The newly-returned head of the eurozone vowed on Monday to revamp its economic governance as market pressure triggered by ballooning Greek debt spiralled.
Fresh from being re-elected to represent the economic interests of the 16 countries that share the decade-old currency, Luxembourg premier Jean-Claude Juncker spelled out four key changes he wants to implement.
"We will need to concentrate our efforts on structural politics... linked to respective competitiveness of member states throughout the eurozone," he warned in reference to huge imbalances in economic productivity brought sharply into focus during the recession.
"It's not a question of adding bureaucratic layers, but of adding value to our economy," Juncker told his closing press conference.

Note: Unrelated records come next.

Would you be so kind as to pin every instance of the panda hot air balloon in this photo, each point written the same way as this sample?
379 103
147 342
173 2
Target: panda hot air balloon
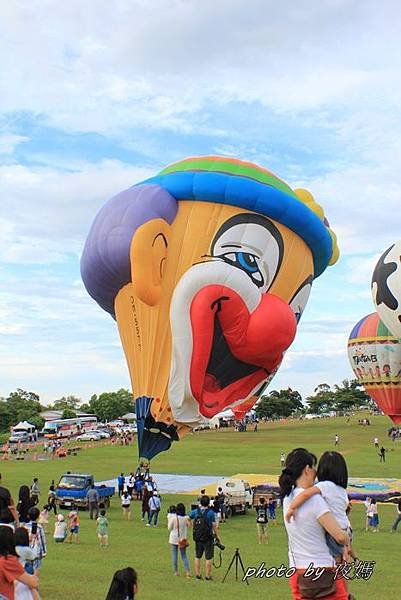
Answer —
375 357
207 268
386 288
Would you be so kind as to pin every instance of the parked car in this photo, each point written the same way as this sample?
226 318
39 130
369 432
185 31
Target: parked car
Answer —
20 436
72 488
104 435
89 436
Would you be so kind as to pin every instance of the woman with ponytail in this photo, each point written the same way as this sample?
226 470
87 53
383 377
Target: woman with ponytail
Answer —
306 532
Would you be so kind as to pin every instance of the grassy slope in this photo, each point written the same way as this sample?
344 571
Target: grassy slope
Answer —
85 571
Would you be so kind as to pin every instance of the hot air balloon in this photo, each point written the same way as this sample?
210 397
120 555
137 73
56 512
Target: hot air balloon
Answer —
207 268
386 288
375 357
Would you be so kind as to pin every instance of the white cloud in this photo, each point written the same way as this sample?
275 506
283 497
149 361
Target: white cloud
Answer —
158 63
9 142
41 202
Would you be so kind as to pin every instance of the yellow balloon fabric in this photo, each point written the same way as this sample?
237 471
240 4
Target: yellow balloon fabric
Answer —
207 269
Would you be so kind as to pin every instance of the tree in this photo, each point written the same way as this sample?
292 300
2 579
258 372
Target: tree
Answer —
111 405
277 404
350 395
322 400
66 403
23 406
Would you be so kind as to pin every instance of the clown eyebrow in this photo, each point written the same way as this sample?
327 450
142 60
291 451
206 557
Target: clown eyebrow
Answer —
160 235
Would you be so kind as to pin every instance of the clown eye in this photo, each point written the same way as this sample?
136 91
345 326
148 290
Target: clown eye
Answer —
253 244
247 262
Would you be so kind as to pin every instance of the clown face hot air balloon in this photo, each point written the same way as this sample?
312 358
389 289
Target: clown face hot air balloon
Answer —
386 288
375 357
207 268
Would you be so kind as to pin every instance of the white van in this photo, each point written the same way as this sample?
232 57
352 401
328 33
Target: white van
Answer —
238 495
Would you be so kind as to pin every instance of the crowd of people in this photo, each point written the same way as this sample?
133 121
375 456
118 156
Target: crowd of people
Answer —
316 512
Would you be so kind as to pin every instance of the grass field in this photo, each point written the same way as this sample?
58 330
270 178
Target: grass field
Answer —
84 571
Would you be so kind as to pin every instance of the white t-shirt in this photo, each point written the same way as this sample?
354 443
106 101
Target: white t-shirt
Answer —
337 499
173 523
306 540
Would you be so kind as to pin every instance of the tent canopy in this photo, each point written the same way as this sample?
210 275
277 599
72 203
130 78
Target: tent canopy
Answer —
24 425
129 417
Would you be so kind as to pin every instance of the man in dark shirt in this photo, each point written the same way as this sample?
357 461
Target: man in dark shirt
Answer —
205 542
93 501
8 514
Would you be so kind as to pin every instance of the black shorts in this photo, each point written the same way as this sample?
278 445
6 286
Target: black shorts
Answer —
204 547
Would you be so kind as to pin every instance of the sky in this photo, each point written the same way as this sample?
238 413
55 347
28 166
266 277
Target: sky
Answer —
97 96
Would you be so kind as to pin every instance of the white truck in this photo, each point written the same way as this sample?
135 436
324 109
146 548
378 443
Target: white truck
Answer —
238 495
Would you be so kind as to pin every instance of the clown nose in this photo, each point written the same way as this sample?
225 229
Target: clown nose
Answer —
260 337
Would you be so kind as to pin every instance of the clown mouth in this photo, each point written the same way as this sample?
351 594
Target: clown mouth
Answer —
223 368
218 378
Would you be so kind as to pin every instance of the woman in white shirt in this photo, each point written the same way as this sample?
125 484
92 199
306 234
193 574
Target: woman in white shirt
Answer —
306 533
177 524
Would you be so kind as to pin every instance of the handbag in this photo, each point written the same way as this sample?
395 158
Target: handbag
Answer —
182 542
319 588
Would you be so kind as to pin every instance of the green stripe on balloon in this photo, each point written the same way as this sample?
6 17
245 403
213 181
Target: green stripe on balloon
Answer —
382 330
231 168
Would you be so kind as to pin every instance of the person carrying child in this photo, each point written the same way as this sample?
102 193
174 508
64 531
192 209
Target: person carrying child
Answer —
73 526
332 474
60 529
103 529
26 556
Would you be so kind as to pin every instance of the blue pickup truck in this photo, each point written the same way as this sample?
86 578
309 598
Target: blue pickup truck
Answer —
72 488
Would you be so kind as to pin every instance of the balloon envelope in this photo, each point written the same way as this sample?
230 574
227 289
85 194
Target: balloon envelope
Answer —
386 288
375 357
206 268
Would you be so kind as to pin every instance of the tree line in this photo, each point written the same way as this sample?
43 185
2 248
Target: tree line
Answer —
26 406
347 396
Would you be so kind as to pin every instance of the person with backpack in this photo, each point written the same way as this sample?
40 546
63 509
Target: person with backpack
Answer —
205 530
37 538
261 520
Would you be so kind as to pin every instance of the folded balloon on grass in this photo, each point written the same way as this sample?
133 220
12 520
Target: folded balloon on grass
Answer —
207 268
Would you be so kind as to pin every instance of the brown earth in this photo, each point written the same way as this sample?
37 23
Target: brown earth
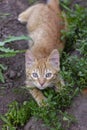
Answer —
15 74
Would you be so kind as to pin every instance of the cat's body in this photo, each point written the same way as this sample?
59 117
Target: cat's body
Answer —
44 25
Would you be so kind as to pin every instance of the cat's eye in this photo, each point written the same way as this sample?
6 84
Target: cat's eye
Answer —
48 75
35 75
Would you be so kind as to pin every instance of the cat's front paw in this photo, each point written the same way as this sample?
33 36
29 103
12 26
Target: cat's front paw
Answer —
42 103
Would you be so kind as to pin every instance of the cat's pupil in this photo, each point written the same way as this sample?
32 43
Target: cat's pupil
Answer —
35 75
48 75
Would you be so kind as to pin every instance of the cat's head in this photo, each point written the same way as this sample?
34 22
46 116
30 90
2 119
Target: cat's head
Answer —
42 73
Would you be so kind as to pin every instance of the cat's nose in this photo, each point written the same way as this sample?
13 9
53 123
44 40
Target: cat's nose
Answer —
41 82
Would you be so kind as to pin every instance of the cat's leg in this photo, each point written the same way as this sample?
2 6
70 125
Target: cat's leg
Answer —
59 84
24 16
38 96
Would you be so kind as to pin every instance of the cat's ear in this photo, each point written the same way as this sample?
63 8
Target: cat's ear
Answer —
29 58
54 59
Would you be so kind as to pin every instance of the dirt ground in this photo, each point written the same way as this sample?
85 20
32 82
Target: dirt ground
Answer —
15 74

|President of the Eurogroup Council, Luxembourg 's Jean-Claude Juncker (L) speaks with French Finance Minister Christine Lagarde.|
The changes involve: budgetary coordination, with tightened rules sought on adherence to bloc rules on deficits and other economic indicators; greater surveillance in order to gradually even out imbalances; international representation for the eurozone in the Group of 20 major economies in particular; and a more rigorous examination of candidates to enter the currency zone.

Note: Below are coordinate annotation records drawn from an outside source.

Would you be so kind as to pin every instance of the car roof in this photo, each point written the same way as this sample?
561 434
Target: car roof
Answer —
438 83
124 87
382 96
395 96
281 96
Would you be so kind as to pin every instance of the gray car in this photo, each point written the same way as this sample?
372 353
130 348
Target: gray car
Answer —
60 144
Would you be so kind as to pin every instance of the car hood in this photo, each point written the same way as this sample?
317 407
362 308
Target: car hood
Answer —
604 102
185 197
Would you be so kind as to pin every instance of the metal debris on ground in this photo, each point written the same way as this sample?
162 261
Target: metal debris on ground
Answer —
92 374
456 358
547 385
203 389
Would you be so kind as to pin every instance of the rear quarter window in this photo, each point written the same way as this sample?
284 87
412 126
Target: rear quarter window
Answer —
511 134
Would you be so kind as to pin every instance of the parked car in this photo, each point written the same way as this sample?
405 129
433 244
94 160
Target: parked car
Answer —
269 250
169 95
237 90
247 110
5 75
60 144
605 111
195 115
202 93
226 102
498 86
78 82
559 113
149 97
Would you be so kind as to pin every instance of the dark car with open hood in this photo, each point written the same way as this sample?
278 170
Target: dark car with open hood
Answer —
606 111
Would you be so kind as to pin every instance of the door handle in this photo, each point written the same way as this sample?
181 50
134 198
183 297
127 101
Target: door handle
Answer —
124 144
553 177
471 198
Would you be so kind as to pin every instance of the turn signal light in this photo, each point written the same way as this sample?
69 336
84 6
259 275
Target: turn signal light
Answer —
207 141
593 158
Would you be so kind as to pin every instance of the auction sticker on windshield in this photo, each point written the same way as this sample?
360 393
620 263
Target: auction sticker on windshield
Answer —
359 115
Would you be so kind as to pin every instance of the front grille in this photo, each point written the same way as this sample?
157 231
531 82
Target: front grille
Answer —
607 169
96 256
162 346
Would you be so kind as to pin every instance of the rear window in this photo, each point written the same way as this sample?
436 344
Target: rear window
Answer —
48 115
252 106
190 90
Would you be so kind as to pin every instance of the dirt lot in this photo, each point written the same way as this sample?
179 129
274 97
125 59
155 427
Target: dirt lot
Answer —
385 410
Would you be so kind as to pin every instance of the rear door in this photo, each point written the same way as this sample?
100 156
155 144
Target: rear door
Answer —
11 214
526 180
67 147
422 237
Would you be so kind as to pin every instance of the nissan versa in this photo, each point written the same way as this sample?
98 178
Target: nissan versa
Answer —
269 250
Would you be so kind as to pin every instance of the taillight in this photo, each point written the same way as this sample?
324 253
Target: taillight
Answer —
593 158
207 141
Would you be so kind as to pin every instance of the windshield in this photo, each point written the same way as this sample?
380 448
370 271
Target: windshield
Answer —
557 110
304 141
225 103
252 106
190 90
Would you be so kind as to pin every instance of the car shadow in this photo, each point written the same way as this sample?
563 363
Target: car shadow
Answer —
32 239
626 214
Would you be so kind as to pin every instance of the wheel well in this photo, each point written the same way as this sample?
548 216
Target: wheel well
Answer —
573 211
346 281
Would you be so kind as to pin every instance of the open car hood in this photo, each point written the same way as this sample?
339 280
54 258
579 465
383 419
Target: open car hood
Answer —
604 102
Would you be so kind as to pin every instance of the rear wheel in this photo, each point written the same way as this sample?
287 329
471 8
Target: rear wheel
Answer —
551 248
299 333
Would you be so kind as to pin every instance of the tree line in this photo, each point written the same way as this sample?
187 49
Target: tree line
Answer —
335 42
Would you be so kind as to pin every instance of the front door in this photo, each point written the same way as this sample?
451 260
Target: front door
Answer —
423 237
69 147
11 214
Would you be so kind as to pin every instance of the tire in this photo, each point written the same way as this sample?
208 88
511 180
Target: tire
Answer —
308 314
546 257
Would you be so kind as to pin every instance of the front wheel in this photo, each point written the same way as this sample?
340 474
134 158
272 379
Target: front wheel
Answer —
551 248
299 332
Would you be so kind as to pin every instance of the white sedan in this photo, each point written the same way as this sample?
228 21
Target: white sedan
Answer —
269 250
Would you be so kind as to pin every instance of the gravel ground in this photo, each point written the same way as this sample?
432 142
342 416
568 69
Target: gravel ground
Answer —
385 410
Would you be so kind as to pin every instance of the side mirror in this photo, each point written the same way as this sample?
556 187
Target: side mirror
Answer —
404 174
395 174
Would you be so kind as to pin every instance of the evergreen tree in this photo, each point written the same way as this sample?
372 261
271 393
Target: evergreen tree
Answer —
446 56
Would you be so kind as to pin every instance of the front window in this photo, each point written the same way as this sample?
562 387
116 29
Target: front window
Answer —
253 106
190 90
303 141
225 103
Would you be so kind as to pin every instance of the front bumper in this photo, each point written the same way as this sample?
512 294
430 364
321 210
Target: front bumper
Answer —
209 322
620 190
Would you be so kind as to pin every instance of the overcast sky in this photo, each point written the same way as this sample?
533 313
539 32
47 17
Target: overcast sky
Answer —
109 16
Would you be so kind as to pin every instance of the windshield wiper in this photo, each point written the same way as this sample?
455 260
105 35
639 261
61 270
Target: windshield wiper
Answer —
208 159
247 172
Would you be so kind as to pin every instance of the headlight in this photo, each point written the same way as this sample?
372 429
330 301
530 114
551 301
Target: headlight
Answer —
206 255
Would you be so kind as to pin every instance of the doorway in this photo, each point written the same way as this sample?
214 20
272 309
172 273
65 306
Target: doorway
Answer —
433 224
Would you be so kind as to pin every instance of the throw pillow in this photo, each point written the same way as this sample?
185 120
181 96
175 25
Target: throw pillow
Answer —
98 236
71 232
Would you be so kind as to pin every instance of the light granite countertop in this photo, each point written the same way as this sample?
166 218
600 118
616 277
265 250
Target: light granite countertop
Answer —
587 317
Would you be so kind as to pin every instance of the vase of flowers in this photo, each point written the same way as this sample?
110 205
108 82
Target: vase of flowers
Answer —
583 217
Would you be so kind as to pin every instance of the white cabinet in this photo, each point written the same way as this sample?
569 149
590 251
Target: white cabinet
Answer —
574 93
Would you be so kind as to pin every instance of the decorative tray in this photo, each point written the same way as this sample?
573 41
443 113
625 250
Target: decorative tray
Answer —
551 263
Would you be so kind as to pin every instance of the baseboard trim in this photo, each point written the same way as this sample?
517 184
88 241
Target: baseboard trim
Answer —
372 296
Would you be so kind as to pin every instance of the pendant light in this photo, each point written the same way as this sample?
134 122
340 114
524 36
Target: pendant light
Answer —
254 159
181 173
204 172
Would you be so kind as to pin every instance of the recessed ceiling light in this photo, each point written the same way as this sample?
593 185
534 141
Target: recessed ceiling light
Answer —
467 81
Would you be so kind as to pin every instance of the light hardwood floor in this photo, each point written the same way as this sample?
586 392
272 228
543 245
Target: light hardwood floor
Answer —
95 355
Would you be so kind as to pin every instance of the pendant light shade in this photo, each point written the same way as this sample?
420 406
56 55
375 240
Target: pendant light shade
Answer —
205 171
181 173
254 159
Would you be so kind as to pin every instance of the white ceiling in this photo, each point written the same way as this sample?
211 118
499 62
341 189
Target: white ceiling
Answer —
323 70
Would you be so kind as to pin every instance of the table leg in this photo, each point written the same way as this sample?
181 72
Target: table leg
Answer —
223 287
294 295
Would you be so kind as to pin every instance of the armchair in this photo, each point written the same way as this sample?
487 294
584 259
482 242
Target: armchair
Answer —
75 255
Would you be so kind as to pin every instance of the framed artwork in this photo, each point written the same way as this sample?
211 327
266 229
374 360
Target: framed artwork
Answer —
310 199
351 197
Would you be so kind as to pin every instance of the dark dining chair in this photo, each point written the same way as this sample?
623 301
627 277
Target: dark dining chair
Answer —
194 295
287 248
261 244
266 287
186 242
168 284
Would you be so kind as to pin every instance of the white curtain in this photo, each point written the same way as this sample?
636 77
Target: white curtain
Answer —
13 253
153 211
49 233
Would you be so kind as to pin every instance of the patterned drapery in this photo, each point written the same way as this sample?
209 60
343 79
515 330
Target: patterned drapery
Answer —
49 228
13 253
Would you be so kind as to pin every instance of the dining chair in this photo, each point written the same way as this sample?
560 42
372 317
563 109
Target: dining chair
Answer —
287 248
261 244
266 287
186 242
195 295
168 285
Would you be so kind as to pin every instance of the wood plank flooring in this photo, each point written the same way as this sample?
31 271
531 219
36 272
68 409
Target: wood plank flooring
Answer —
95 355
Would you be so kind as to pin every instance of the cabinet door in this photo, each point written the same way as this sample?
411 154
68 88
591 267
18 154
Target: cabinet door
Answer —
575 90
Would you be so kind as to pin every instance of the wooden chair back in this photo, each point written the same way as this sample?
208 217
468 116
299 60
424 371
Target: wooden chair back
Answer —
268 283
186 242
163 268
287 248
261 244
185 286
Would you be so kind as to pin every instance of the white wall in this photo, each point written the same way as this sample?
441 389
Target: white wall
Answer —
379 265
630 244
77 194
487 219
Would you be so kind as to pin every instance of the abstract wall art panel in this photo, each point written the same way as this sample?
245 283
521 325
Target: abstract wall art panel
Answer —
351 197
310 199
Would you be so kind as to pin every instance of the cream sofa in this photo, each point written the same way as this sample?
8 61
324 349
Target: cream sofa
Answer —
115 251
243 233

With recession having laid bare massive discrepancies between national eurozone economies, Juncker's in-tray is arguably busier than at any time since he first took the grouping's reins in 2005, 10 years after taking power at home.
Juncker, doyen of European leaders, back at Eurogroup helm
Seemingly impenetrable deficit problems in Athens have left markets asking tough questions of the eurozone's prospects, as summed up neatly earlier on Monday by Simon Derrick, an analyst at BNY Mellon.
"With rising concerns about the workability of the Greek government's stability and growth plan, the firm rejection from within the eurozone of the idea of a bailout, the rapidly rising cost of default insurance on Greek sovereign debt and concerns over deficits elsewhere in the region... the problems for the single currency are mounting rapidly," he said.
"I can understand why the markets aren't convinced yet," Dutch Finance Minister Wouter Bos admitted going into the meeting.
"We should enable the Greeks to show the markets that they know what they're doing... that it's not just going to be beautiful words."
Ireland, Portugal and Spain should also be encouraged "to show that they are aware of their own responsibilities to get their finances in order," Bos warned as cracks began to appear among peers.
However, after hearing the latest from Athens, Juncker insisted that Greece is in a uniquely bad way.
Analysts have speculated that Greece might need a European Union or International Monetary Fund bailout, with the cost of borrowing money having skyrocketed and some even suggesting that eurozone exclusion lies ahead.
All told, the result is clearly a more cautious approach to euro area enlargement, with Juncker adding that member states wanting in "have to realise that the journey can be stressful, there have to be long-term efforts."
Juncker's policy progress may not move as rapidly as he wishes, with Franco-Spanish move to promote such stronger central economic governance opposed by Germany, which fears for the independence of the European Central Bank in Frankfurt. A decision on who will be the European Central Bank's next deputy governor was, meanwhile, put back until next month.
EU ministers are due on Tuesday morning to discuss an overhaul of bloc savings tax rules, with pressure growing on Juncker's Luxembourg to drop its long-cherished banking secrecy laws.